We’re continuously dealing with novel events. Mangee notes, for example, that two-thirds of events identified in news reports as important to corporate prospects and share prices are “unscheduled,” as are four-fifths of big events in the U.S. economy. Instability and uncertainty are everywhere. All the time. Every day.

Some stories are flexible. Others are more rigid. Some are based on pretty good information. Others are not. They reflect our prior beliefs about how things work, and they reflect our culture, societal norms, and the popular zeitgeist. Some economists, like Shiller, have looked at the negative side of stories and how they drive us to do illogical things. Shiller scrutinized “narrative epidemics” and how stories are connected to cognitive disorders and conspiracy thinking.

Mangee has a different take. He explains that unlike Shiller, he doesn’t treat stories as stuff outside the stock market emanating within a few people’s minds, but rather a fundamental part of what the stock market is all about. He emphasizes that it’s perfectly rational, normal, and actually necessary for people to engage with stories when there’s uncertainty and ambiguity. Just because emotion is involved doesn’t mean that the stories will steer us wrong, Mangee stresses.

As Mangee sees it, traditional economists have tended to misunderstand how humans make decisions, holding the view that emotion and cold calculation are necessarily at odds. But he (like scholars from many other disciplines) holds that both are both perfectly rational and necessarily interdependent.

Mangee points out that capitalism produces profit –- and loss — through unanticipated change. “You can have knowledge and be skillful and roughly right,” says Mangee, “but you cannot know what precisely right looks like ex ante.” He says that when looking at the stock market rollercoaster currently underway, we can think of each moment in time as a node of intersecting highways of narratives concerning events that are not routine. “So you have a stock market correction of 10%. What does it mean? The Novelty-Narrative Hypothesis says that we have to take seriously that each and every day events are happening that are not perfect replicas of the past. We’re still learning about what omicron did and didn’t do to the economy, for example. The past doesn’t predict the future in a mechanical way.”

Mangee’s work suggests that ordinary investors need to diversify much more than they’re already allowing. Just holding the broad stock market doesn’t cut it. “There are too many macro shocks, so you need to be represented in more asset classes than just the S&P 500,” he says. “You need high and low yield bonds; high-cap, mid-cap, low-cap value stocks; high-cap, mid-cap, low-cap growth stocks; international, and so on. The S&P500 is dominated by high-cap. That’s not enough diversification.” Mangee’s work reminds us of how volatile financial markets can be.

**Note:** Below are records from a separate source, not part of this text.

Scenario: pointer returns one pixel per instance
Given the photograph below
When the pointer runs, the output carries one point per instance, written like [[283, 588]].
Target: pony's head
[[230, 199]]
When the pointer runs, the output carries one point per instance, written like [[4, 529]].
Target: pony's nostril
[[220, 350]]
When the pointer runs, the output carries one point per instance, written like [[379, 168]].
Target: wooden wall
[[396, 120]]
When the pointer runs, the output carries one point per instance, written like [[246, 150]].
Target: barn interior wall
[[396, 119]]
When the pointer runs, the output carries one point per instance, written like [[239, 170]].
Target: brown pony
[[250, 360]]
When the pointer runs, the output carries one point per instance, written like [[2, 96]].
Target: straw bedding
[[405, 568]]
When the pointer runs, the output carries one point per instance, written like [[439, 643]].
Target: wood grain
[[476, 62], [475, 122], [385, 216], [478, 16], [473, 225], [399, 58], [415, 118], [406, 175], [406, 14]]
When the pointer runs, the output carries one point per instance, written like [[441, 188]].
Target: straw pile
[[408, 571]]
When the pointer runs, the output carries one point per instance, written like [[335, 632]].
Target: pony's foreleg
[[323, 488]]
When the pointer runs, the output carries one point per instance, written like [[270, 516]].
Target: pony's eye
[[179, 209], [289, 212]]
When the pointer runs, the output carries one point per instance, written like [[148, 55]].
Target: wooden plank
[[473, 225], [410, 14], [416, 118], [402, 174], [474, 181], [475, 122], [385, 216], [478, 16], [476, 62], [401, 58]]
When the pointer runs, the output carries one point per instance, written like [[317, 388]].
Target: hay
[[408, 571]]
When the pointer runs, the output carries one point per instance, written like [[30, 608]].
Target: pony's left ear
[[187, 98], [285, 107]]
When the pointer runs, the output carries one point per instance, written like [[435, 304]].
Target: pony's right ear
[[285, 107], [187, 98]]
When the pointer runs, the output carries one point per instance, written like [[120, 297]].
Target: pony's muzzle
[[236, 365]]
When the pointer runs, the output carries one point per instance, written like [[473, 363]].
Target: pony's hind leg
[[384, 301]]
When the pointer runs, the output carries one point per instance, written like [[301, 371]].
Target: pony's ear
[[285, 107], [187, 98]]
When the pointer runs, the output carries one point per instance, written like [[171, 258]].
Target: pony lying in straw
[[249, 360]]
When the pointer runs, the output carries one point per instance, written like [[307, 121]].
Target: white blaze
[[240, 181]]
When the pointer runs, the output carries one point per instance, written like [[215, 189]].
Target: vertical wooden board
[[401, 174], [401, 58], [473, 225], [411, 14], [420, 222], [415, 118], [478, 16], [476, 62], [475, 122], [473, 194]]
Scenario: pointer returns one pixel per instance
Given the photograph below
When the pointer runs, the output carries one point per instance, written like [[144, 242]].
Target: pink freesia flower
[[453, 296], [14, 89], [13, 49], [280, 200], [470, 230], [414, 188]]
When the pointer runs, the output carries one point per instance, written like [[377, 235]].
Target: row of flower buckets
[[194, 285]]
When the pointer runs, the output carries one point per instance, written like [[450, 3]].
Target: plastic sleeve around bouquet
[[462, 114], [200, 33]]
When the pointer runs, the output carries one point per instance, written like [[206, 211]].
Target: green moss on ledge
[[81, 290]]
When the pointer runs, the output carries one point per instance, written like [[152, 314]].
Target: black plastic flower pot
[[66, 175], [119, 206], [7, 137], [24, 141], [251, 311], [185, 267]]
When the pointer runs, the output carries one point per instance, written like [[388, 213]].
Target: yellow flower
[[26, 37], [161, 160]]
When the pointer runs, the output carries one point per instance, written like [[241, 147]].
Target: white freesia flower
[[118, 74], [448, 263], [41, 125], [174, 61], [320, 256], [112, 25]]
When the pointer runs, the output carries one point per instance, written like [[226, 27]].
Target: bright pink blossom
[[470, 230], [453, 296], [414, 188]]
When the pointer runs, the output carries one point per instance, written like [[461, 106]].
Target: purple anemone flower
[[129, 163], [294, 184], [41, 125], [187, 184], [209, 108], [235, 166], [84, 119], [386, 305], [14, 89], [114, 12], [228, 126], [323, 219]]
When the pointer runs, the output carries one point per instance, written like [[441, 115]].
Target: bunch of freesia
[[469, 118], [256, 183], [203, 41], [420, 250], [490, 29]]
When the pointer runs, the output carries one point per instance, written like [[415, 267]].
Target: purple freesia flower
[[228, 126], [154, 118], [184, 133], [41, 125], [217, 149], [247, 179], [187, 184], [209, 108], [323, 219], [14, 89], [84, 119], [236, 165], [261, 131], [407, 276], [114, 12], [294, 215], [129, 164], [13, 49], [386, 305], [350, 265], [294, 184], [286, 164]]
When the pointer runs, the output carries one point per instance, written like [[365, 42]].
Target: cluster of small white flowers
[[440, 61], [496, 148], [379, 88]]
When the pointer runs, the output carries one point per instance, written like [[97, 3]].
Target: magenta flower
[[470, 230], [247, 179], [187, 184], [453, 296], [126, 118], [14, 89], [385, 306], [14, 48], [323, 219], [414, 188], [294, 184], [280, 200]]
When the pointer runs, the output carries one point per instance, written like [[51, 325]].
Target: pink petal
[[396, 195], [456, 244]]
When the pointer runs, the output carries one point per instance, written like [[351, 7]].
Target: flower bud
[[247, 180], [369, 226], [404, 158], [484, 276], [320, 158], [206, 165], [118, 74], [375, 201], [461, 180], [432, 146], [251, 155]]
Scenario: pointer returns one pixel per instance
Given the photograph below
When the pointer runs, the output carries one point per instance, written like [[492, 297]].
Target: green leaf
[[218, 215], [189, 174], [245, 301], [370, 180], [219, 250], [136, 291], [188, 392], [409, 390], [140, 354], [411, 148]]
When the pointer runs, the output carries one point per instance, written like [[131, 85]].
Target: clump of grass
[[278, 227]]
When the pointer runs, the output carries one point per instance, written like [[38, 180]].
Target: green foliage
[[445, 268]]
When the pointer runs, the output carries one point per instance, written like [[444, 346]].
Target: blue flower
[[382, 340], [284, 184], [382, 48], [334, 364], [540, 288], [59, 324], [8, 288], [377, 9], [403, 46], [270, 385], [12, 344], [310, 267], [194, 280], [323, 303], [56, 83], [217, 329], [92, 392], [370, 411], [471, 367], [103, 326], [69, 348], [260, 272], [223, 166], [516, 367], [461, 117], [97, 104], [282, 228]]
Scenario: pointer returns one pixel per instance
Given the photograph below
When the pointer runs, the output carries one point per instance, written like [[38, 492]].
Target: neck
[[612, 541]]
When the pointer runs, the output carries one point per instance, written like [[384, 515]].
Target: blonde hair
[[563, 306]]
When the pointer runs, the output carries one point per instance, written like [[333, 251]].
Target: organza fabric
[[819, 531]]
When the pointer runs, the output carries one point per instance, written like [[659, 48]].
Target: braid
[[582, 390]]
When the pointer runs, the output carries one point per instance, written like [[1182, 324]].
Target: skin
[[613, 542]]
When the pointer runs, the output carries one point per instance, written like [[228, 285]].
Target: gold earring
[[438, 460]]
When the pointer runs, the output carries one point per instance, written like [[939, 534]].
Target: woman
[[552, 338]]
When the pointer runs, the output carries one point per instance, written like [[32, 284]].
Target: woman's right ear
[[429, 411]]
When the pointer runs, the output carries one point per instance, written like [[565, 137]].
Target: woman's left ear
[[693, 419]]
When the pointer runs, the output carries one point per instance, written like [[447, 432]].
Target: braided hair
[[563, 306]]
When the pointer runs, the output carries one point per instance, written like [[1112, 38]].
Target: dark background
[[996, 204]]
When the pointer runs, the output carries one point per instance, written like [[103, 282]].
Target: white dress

His work also makes it clear that when we hear anyone making economic and financial forecasts, we need to keep in mind the limitations of those forecasts. “The recognition of those limitations should almost outweigh what the modelers are saying in their predictions,” says Mangee. “We have to give up precision but we can allow for more nuanced relationships and, importantly, for the novelty of real-world change. People don’t like that tradeoff, scientifically. They don’t like the idea that they can’t apply an objective probability distribution to something before the fact.”

Lastly, Mangee’s emphasis on the importance of narratives steers us to scrutinize our own and those of our communities. “Reality for an individual can depend on contextualized meaning of the world around us,” says Mangee. “You interact with this meaning, and the reality you shape depends on your training, your experience, your culture, your generation, your family — it’s all related.” It might behoove us to remind ourselves, especially when we’re pointing the finger at someone and saying “Oh, look, that silly person over there is making an emotional decision,” that we all make decisions based on emotion, whether we admit it or not. And that’s not a bad thing – we couldn’t deal with the unforeseeable future otherwise.

Perhaps the best way to approach the future in the face of uncertainty is with a strong dose humility. And beware of under-diversification!